Recipes, reviews & lifestyle

Sunday, 20 November 2016

Learning with Larousse: Aboukir Cake?

I'm currently sat on my sofa and my feet feel like they're about to freeze off! The weather has become a lot colder these past few days, and i'm starting to think that I need our central heating on in the day now too. Anyways...

This cake is a bit of a strange one (what a way to persuade you to make it!) but I'm being honest. It's one that perhaps needs a bit of development, hence the name having a '?'.

Aboukir cake is meant to be a French dessert make with sponge cake in a charlotte mould, topped with coffee fondant and filled with chestnut cream. I have changed it slightly as I decided to fill and top mine with cream as to to be honest, I thought it would look prettier. I tried to research about this cake but there's little to be found on it on the interwebs. No recipe to follow; nothing! 
So, for the sponge I used a normal sponge cake recipe. It was the cream that ended up being a bit of a faff. It's really hard to get chestnut puree to actually become thinner and fold into cream. 

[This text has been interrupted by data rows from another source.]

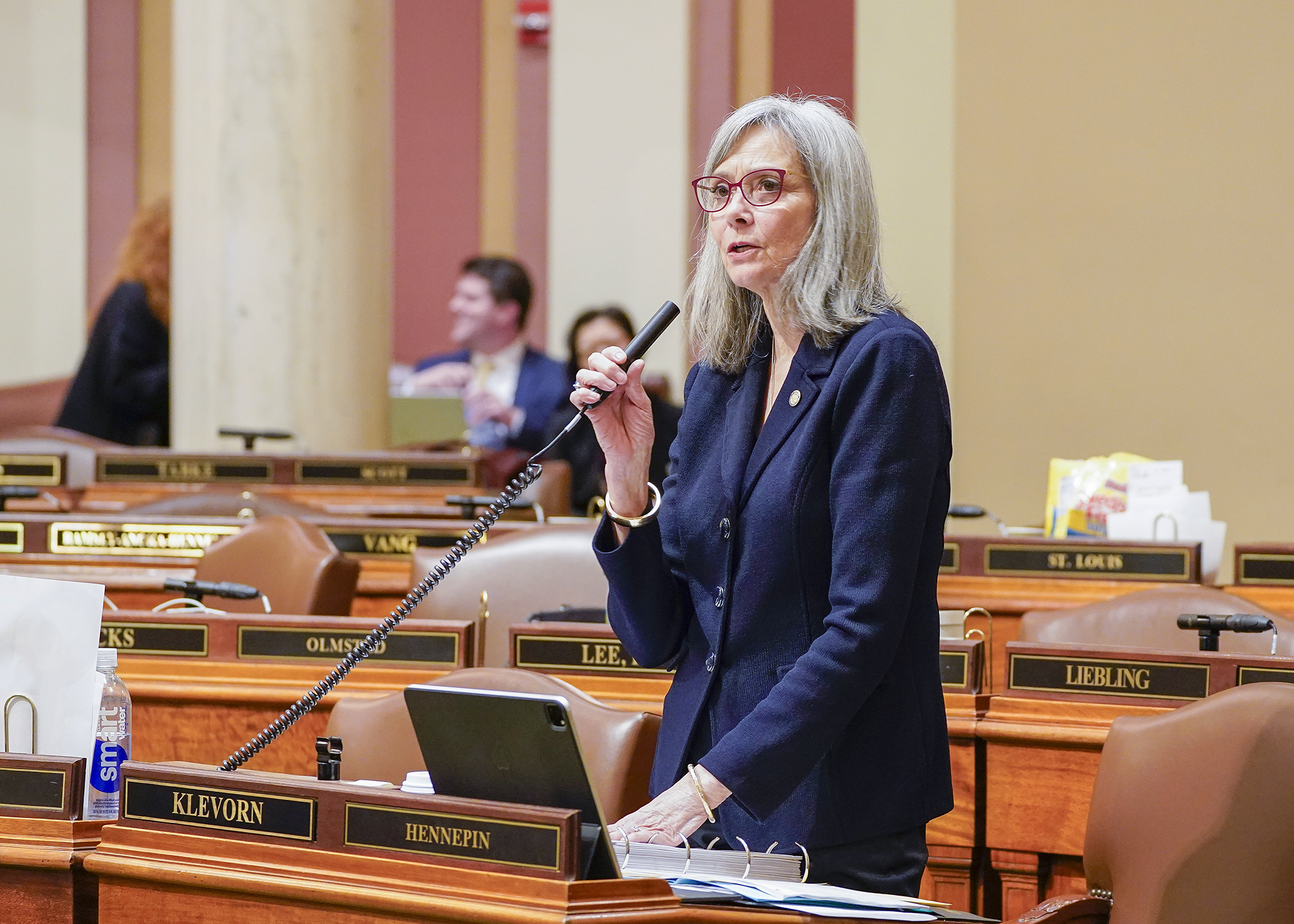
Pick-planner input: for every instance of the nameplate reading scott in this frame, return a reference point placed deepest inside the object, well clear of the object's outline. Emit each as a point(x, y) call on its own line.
point(598, 655)
point(1107, 677)
point(154, 638)
point(1084, 561)
point(31, 470)
point(185, 470)
point(134, 539)
point(436, 833)
point(38, 790)
point(430, 649)
point(200, 806)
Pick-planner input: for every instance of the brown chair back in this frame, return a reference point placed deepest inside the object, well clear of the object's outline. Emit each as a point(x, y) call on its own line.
point(293, 563)
point(1148, 619)
point(617, 746)
point(523, 573)
point(1191, 822)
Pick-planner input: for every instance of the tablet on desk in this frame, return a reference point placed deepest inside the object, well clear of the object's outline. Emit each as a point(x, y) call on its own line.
point(510, 747)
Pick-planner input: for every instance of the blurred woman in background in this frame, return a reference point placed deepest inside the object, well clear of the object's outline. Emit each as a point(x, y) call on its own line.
point(122, 391)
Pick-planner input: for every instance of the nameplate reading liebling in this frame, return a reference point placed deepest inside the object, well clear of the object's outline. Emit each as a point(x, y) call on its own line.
point(429, 649)
point(436, 833)
point(200, 806)
point(184, 469)
point(1109, 677)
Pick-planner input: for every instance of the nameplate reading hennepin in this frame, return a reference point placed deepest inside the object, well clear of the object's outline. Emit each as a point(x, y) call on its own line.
point(437, 833)
point(1107, 677)
point(200, 806)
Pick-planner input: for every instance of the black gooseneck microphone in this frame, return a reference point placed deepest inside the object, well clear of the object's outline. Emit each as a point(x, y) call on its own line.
point(474, 535)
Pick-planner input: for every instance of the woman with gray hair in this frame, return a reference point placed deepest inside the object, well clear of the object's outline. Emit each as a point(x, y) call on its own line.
point(788, 578)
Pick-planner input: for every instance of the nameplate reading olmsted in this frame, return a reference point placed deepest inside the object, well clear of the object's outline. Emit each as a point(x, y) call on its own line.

Despite this, I think this aboukir cake (mark I) is still tasty and is perfect for the season as chestnuts are one of the main features. 

125g unsalted butter
125g caster sugar
2 eggs
125g self-raising flour
300ml whipping cream
1 tsp vanilla extract
150g sweetened chestnut puree
Golden stars as decoration (I found mine at Sainsbury's)


1. Pre-heat oven to 180 degrees/160 fan. Grease a 19cm Charlotte mould and pour in a small handful of flour. Shake it around the pan so it sticks on all the sides, and the pour the excess out.

2. Cream together the butter and sugar until pale and then gradually beat in the eggs.

3. Sift in the flour and fold in with a spoon. The mixture should be of dropping consistency. 

4. Pour into the mould and level off with a spatula. Bake in the oven for about 45 minutes, or until a skewer comes out clean. All ovens vary. 

5. Cool for 5 minutes and then turn out to cool completely on a wire rack. Slice the cake in half horizontally.

6. Once the cake has cooled, start to make the cream. Beat the chestnut puree (leaving 20g aside) until smooth. Whisk the cream until it reaches medium peak, and then add in the puree and mix in. Be careful at this point, as you don't want the cream to become over-whipped (this almost happened to me). There may be some lumps in the cream, but don't worry about - it gives the cake more character!

7. Spread a thin layer of the leftover puree on the cake and then top with a layer of cream.

8. Sandwich the two pieces of cake together and begin to roughly smooth the cream around the outside and on top of the cake. It doesn't matter if there's sponge showing, as this cake has been given the 'naked', rustic look.

9. Sprinkle with golden stars and then serve! Eat on the same day as the cream will start to go a bit weird looking. 

Have you ever made an Aboukir cake before? If so, please enlighten me as to the proper way to make it!